‘Mujercitas’, Jo, la heroína solterona

Mujercitas

Jo, la heroína solterona

Mujercitas de Greta Gerwig (Lady Bird) llega a las pantallas esta Navidad 2019 con un divertido y apasionante Thimotée Chalamet, con su habitual “je ne sais quoi” francés, escoltado por el cuarteto de las hermanas March.

por Rosa Panadero

Llega la Navidad y con ella una nueva versión de Mujercitas (¿alguien sabe cuántas van ya?) con un casting excepcional y unas hermanas March interpretadas por Saoirse Ronan (Jo), Emma Watson (Meg), Florence Pugh (Amy), y Eliza Scanlen (Beth).  Laura Dern transmite el espíritu de madre sacrificada y gracias a Meryl Streep como tía March, el merengue blandito queda equilibrado.

Las adolescentes curran de lo lindo, no hay nada de eso de “me habéis robado mi infancia” ni discurso en la Cumbre Climática COP25. ¿Louisa May Alcott habría estado de acuerdo con la versión de Gerwig? Una cita en la gran pantalla puede ayudarte a desvelarlo.

Por más que se diga que las mujeres avanzan, basta con echar la vista atrás y, como ya dijo Rilke, “la única patria es la infancia”. O, dicho de otra manera: los estereotipos de Mujercitas duran hasta la madurez.

En este caso, la de las hermanas March. Aunque la obra de Alcott no llegue al inicio de la edad adulta de sus protagonistas, Gerwig hace un flash back de la vida doméstica de esa casa como si fuera la misma Jo (Saoirse Ronan) quien la escribiera.

Divertido y muy desinhibido está Thimotée Chalamet como Laurie, el atractivo vecino ricachón, otra historia entre dos amores, con algo de similitud con Un día de lluvia en Nueva York, sin espacio para la descarada Selena Gomez. Ese “je ne sais quoi” del actor es permanente y encantador, un toque de masculinidad con una cara aniñada y casi barbilampiña.

Una interpretación desigual comparada con el resto es la de Amy, con el acento de Florence Pugh más cerca de una película con John Wayne que con señoritas venidas a menos en el escalafón social.

Por fortuna, con los vestidos de época no se la ve caminar como un cowboy, pero se intuye. El pique entre hermanas, cuando una es brillante y le da igual la mediocridad del mundo, y la otra es medio inteligente y doble envidiosa, dura hasta el final. Y no hay final feliz, pero sí mucha felicidad. Tanta, que empalaga. Es tan romántico como carente de hormonas.

Emma Watson (Meg), como hermana mayor sin rol a imitar, es absolutamente perfecta. Beth sólo es la excusa para el capítulo de la escarlatina asociada a la pobreza, ya que en sus visitas benéficas se contagia de la enfermedad.
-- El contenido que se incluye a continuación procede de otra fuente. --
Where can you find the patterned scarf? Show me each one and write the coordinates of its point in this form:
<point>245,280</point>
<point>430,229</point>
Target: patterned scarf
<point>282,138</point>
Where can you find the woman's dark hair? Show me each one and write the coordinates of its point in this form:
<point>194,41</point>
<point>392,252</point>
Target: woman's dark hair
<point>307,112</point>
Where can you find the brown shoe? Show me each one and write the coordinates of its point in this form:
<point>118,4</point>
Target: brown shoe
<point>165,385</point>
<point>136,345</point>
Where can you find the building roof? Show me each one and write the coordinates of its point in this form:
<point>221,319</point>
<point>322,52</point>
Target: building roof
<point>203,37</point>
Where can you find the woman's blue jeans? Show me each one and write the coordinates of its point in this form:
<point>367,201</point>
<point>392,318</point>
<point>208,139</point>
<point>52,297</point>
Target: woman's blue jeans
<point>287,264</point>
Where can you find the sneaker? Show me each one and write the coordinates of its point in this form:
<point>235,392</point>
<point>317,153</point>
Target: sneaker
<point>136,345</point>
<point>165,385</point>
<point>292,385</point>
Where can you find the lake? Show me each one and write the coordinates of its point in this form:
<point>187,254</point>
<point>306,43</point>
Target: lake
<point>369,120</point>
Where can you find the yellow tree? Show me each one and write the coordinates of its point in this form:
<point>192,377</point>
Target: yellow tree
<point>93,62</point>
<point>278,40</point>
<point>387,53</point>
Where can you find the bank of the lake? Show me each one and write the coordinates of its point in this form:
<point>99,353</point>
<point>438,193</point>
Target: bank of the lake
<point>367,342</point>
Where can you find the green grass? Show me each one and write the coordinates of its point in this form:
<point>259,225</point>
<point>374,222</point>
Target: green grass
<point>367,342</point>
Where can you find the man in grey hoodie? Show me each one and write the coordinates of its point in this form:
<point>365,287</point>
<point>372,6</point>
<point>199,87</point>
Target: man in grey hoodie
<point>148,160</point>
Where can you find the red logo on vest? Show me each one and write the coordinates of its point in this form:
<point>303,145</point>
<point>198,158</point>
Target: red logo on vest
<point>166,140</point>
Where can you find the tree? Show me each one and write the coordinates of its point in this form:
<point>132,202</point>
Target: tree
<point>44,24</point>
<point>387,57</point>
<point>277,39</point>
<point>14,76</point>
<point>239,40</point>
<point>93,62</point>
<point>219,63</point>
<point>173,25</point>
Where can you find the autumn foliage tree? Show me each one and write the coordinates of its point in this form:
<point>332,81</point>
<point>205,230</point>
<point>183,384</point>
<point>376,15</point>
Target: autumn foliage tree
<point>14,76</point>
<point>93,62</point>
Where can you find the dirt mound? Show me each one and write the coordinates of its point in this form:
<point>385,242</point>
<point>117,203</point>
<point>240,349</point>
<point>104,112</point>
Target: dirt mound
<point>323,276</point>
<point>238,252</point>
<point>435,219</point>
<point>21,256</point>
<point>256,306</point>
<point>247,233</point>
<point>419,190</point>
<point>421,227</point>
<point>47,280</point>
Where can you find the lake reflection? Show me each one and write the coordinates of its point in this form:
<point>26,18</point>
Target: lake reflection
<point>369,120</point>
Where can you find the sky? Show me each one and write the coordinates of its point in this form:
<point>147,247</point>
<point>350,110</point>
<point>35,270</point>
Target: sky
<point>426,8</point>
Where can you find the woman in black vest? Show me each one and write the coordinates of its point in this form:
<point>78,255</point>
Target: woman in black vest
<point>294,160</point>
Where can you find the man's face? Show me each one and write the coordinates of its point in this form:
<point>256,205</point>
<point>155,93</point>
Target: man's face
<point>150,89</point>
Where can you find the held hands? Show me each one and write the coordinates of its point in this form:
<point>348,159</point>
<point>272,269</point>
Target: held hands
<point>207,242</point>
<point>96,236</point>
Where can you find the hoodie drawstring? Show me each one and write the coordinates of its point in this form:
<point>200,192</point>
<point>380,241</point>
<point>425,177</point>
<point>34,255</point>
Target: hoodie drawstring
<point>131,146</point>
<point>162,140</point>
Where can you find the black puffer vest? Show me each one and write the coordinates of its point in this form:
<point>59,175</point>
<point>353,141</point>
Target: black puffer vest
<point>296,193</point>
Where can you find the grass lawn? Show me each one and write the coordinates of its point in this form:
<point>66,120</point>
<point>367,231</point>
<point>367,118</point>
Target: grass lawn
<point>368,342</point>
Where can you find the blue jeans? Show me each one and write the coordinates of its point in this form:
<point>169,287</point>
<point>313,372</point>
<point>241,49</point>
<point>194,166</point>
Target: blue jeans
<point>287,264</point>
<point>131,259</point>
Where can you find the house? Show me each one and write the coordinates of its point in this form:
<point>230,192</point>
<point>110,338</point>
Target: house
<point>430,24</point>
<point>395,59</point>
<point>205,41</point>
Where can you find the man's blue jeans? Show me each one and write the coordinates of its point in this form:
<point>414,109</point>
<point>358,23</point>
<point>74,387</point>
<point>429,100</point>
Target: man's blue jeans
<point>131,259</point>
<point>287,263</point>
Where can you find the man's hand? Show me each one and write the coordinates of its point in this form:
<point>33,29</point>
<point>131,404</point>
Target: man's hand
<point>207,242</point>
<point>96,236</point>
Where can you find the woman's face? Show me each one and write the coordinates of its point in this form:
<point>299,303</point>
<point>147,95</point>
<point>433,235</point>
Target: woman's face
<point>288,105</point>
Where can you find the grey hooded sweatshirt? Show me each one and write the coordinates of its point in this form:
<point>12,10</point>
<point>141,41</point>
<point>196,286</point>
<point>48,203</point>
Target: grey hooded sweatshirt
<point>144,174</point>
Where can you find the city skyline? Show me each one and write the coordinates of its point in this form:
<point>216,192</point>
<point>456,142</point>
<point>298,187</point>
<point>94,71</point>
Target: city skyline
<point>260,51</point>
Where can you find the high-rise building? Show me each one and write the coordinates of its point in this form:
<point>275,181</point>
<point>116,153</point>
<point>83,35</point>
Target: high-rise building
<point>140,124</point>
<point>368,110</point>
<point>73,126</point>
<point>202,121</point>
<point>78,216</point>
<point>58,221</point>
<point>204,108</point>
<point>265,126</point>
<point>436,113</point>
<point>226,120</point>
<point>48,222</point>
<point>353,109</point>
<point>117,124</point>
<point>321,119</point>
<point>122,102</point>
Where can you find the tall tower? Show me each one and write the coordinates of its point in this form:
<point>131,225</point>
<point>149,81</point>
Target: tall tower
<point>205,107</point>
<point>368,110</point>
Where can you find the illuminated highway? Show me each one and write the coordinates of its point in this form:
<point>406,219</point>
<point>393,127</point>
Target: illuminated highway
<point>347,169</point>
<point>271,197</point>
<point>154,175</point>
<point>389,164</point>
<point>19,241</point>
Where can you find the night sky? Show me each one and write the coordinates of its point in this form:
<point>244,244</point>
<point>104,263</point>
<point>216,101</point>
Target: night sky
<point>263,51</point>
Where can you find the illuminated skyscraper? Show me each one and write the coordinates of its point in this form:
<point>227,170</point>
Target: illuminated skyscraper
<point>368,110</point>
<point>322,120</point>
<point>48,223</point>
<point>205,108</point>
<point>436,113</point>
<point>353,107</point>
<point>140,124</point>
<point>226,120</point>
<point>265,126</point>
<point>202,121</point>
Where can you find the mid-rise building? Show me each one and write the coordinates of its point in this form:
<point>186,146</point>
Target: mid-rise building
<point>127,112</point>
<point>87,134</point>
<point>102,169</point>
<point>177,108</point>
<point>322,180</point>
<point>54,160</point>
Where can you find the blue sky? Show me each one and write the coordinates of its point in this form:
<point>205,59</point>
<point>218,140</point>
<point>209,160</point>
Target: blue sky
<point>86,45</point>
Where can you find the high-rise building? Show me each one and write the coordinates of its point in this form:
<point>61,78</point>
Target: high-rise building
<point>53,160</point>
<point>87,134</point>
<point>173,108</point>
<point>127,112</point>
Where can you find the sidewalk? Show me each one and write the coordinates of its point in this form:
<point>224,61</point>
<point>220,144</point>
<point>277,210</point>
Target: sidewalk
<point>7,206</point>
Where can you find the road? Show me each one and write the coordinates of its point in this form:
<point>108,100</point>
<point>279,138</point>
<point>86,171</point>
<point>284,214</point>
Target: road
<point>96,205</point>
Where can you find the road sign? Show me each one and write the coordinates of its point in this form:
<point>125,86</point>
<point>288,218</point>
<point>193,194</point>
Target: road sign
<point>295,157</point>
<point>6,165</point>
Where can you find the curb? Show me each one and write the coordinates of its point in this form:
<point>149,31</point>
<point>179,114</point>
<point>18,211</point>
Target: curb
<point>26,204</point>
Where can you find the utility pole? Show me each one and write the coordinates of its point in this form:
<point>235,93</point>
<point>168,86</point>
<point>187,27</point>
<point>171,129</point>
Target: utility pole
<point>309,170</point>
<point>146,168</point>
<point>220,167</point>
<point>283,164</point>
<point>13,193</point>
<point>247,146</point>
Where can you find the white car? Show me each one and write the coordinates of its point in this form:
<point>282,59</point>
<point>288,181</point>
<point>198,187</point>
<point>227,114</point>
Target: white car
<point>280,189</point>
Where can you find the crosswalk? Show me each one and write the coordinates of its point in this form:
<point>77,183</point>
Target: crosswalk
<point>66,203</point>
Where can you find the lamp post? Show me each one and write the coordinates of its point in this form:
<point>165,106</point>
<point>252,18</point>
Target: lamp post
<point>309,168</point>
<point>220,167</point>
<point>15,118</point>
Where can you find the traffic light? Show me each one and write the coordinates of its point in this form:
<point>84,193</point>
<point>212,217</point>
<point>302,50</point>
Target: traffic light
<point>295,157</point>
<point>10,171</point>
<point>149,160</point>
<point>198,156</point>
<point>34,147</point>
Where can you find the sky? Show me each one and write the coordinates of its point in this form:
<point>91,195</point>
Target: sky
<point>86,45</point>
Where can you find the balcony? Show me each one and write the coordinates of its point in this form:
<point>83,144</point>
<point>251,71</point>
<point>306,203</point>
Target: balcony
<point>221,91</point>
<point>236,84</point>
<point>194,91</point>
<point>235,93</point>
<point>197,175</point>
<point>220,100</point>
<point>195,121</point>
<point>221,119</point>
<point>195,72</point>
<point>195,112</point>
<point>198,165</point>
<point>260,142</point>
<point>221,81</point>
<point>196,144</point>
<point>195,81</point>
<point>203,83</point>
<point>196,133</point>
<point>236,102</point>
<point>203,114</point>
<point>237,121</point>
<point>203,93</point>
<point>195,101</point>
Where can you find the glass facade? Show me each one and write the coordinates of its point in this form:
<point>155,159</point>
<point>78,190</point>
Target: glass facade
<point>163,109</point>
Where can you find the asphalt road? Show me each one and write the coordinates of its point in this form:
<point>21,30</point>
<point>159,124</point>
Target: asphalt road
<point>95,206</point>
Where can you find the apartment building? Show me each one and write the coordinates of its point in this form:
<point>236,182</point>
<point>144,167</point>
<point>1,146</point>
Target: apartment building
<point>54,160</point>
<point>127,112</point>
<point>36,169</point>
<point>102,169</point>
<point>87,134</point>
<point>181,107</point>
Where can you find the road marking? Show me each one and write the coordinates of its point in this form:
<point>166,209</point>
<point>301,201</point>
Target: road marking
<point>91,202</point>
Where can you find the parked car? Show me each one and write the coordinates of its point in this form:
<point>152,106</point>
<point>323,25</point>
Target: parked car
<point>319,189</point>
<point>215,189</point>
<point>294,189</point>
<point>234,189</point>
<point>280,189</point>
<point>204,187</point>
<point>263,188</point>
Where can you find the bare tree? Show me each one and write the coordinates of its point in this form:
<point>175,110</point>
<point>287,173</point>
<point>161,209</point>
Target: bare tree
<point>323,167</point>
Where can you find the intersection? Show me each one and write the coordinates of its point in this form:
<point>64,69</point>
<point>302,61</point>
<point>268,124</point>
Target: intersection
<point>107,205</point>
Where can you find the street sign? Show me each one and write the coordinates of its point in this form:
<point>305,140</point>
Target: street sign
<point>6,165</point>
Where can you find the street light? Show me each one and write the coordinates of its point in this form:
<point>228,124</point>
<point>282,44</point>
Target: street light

Pero hasta eso da fortaleza a los que se quedan sin ella. Y es que, como decía Alcott, “He tenidos muchos problemas, por eso escribo relatos alegres”. No eran precisamente relatos “cortos y picantes”. Si hay heroína femenina, que se case o se muera, como le piden a la Jo adulta para aceptar sus relatos en los periódicos.

La Jo adulta no es, por supuesto, tan idealista como en su juventud: “El dinero es el único fin de mi mercenaria existencia”.

A pesar de la ilusa incongruencia, Jo es la conciencia anti capitalista de las hermanas, hasta el punto de que Meg teme su criterio si gasta más dinero en ropa bonita para casarse.

Salvo en ese punto, el personaje de Jo va en paralelo con el de Carrie Bradshaw en Sexo en Nueva York: escribe para los periódicos y no le importa lo que piensen de lo que diga o haga.

Hay muchos sueños de la infancia, mucha añoranza de que el pasado siempre fue mejor. Solemos actuar más por el miedo a perder lo que tenemos que por la oportunidad de ganar algo.

Aun así, no hay espacio para una Greta Thunderg con su “¿Cómo os atrevéis, me habéis robado la infancia?, etcétera etcétera”, ya que en aquella época el postureo no existía.

Tan sólo había que adaptarse a la época, triunfar con un libro cuyo final decida el editor para que venda más según la costumbre, y aceptar que lo de comieron perdices sólo existe en la literatura que te da de comer (herencias millonarias aparte).

¿La victoria? Apropiarse del libro que un@ escribe e impactar de generación en generación con tus historias. ¿Le habría gustado a Alcott? Posiblemente lo habría encontrado rompedor.